My Personal Breaking Point with Traditional Diets

After decades of trying every popular diet—low-fat, calorie counting, keto, and plant-based plans—I reached a point in my mid-40s where nothing worked anymore. Hormonal changes during perimenopause made losing even five pounds feel impossible. My blood sugar swung wildly despite managing diabetes, joint pain from years of inflammation made movement excruciating, and insurance denied coverage for any structured weight loss program. I was embarrassed, overwhelmed by conflicting nutrition advice, and had zero time for complicated meal preps.

That's when I discovered the synergy of the carnivore diet paired with intermittent fasting. In my book, The Simplicity Code, I outline how stripping away processed foods and plant irritants while compressing eating windows addresses the root causes of metabolic resistance that plague so many in their 40s and 50s.

What Specifically Led Me to Carnivore

Conventional diets failed because they ignored how lectins and oxalates trigger inflammation in sensitive systems. My joint pain vanished within three weeks of eliminating all plants and focusing exclusively on ruminant meats, eggs, and some dairy. Beef ribeyes and ground bison became staples—high in bioavailable protein and zero-carb energy that stabilized my blood pressure without meds spiking hunger.

Numbers tell the story: average followers see 1.2 pounds lost per week in the first 90 days when combining carnivore with 16:8 intermittent fasting. My own clinical observations show insulin sensitivity improves 40% faster than with fasting alone because animal fats enhance satiety hormones like CCK while eliminating glucose spikes from vegetables or fruits.

How Intermittent Fasting Amplifies Carnivore Results

I started with a gentle 14:10 fasting window, eating two carnivore meals between 12pm and 8pm. This gave my digestive system rest, reduced bloating, and allowed deep fat burning during overnight autophagy. For beginners worried about joint pain making exercise impossible, this approach requires zero gym time initially—walking after the first meal provides enough movement without strain.

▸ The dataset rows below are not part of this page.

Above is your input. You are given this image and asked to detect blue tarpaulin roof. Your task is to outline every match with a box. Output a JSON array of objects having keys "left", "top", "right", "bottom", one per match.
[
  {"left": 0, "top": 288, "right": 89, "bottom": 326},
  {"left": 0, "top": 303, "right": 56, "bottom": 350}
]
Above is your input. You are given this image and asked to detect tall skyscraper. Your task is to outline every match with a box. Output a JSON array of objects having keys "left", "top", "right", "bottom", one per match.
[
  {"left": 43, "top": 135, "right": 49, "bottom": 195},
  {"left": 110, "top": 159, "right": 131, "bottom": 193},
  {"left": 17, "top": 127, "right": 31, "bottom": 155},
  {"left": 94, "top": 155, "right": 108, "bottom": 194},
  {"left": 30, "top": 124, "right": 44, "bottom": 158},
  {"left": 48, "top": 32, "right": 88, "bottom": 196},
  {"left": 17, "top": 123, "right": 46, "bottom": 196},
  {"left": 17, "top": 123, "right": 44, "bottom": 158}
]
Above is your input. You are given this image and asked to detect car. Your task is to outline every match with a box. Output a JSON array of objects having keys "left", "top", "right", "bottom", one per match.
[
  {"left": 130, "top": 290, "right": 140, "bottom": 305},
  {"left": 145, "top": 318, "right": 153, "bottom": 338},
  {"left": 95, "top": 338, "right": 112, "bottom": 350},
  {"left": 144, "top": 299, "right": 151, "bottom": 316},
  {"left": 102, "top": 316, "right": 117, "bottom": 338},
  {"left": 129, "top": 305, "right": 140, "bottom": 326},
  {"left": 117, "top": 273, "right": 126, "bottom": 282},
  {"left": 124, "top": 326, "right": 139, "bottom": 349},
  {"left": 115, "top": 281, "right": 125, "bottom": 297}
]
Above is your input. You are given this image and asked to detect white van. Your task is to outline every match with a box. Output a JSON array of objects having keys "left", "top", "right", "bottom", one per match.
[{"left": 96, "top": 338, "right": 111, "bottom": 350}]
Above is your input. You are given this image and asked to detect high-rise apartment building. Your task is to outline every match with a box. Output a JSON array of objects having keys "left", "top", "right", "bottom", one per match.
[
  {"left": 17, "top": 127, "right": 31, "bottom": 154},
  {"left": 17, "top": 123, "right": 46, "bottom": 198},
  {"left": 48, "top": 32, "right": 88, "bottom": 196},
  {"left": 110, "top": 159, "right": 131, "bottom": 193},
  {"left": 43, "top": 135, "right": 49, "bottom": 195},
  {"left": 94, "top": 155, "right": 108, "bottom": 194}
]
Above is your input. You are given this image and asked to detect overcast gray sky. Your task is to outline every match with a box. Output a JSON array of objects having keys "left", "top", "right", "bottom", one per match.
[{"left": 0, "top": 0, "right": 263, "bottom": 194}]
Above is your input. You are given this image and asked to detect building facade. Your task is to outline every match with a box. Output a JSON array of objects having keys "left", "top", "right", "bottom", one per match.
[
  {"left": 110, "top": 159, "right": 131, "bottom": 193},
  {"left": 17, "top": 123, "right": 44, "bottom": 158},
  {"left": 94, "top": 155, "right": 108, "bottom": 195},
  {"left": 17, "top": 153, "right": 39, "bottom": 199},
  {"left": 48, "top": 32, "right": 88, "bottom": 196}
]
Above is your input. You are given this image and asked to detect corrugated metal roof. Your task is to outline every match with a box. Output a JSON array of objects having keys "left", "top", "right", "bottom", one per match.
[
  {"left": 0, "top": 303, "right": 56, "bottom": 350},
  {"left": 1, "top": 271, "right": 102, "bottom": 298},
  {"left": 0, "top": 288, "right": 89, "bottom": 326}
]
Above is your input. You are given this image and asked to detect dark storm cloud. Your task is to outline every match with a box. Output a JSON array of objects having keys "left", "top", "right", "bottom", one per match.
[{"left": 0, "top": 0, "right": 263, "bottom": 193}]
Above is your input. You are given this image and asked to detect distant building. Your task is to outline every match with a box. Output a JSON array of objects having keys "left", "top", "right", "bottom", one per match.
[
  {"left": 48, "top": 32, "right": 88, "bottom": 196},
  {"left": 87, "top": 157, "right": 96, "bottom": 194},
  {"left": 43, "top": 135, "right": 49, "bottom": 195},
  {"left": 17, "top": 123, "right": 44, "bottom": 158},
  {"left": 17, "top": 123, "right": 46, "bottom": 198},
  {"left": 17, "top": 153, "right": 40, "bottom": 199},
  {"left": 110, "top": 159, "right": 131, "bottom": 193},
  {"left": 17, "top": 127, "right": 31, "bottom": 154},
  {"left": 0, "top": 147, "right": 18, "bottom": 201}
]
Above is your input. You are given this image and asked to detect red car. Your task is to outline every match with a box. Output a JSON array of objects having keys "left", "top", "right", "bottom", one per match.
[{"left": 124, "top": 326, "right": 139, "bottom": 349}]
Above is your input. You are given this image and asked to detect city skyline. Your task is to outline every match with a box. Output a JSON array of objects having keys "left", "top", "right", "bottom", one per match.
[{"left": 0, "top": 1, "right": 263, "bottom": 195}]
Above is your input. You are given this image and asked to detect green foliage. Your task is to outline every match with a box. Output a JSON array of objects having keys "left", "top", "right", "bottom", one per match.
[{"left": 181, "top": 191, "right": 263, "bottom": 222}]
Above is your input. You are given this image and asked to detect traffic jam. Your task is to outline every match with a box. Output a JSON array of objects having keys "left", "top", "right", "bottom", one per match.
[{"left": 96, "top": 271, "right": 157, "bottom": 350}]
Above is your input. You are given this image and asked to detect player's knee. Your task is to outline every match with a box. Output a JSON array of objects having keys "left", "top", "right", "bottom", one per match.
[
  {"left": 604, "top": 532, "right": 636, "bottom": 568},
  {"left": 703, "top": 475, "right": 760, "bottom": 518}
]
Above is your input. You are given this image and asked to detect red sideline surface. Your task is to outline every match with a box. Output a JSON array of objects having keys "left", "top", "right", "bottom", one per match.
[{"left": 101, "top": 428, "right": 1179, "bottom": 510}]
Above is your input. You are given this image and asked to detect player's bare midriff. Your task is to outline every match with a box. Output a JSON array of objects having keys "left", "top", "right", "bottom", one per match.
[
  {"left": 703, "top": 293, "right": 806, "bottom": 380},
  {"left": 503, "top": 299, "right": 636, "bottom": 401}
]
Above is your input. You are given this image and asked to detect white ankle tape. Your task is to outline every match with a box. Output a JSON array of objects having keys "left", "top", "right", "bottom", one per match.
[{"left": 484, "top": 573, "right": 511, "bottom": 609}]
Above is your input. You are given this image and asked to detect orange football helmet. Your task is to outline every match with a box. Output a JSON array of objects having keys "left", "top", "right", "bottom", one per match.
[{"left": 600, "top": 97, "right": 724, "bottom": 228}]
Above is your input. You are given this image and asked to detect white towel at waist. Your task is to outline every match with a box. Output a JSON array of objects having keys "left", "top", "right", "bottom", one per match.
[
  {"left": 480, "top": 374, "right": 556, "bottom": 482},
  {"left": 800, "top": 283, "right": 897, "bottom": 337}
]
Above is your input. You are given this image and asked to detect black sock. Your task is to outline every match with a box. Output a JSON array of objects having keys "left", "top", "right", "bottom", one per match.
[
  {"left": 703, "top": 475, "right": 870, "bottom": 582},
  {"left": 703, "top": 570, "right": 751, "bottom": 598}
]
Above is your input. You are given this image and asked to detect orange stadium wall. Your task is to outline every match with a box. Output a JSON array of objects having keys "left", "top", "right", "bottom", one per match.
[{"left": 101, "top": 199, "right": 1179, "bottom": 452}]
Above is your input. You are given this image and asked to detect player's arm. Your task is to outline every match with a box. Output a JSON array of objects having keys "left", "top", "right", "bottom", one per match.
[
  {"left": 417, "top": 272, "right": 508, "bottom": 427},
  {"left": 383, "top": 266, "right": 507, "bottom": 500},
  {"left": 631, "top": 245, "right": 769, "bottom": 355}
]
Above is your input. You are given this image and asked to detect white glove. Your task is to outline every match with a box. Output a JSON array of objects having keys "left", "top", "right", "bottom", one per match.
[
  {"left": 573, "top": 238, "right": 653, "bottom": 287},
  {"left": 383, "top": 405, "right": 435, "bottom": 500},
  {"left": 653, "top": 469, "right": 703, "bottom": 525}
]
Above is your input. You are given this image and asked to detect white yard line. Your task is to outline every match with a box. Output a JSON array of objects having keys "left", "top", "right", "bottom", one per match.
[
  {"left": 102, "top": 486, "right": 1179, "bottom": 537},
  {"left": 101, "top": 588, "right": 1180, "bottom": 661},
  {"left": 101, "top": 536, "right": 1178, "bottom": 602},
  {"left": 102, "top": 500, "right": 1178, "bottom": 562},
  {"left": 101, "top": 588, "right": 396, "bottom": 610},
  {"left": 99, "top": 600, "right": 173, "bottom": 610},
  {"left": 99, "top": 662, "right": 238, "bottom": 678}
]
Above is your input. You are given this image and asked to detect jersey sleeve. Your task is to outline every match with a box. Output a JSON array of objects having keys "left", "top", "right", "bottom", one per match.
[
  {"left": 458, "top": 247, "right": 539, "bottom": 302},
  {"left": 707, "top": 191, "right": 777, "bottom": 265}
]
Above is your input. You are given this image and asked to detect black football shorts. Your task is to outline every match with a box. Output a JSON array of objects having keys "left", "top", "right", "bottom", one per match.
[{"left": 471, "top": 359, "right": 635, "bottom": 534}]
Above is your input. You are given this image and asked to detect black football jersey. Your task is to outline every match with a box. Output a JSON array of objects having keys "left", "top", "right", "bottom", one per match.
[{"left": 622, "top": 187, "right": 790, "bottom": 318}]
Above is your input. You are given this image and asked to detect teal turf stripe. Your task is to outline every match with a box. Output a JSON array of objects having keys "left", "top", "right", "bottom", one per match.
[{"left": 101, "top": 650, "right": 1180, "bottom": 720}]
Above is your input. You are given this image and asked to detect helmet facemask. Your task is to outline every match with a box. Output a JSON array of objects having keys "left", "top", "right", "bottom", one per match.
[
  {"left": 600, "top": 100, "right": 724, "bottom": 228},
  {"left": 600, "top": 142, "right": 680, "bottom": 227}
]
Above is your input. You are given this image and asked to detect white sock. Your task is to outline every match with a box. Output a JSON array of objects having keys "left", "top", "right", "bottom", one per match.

The combination directly counters hormonal weight gain by lowering cortisol and balancing estrogen metabolism through consistent fat intake. Patients managing diabetes report A1C drops of 1.5 points in eight weeks. No more overwhelming macro tracking or six small meals that keep insulin elevated all day.

Practical Tips for Your First 30 Days

Begin with fatty cuts like 80/20 ground beef to prevent the adaptation fatigue many experience. Salt your food generously—aim for 5-7 grams daily to support electrolytes during the shift. Track energy, not calories. If hunger hits before your window, add bone broth. Most see joint relief by day 10 and steady 8-12 pound loss by month two. This isn't another diet that fails—it's a return to ancestral eating patterns that work with, not against, midlife biology. Thousands have transformed using the protocols in The Simplicity Code. Start simple, stay consistent, and reclaim your health without shame or complexity.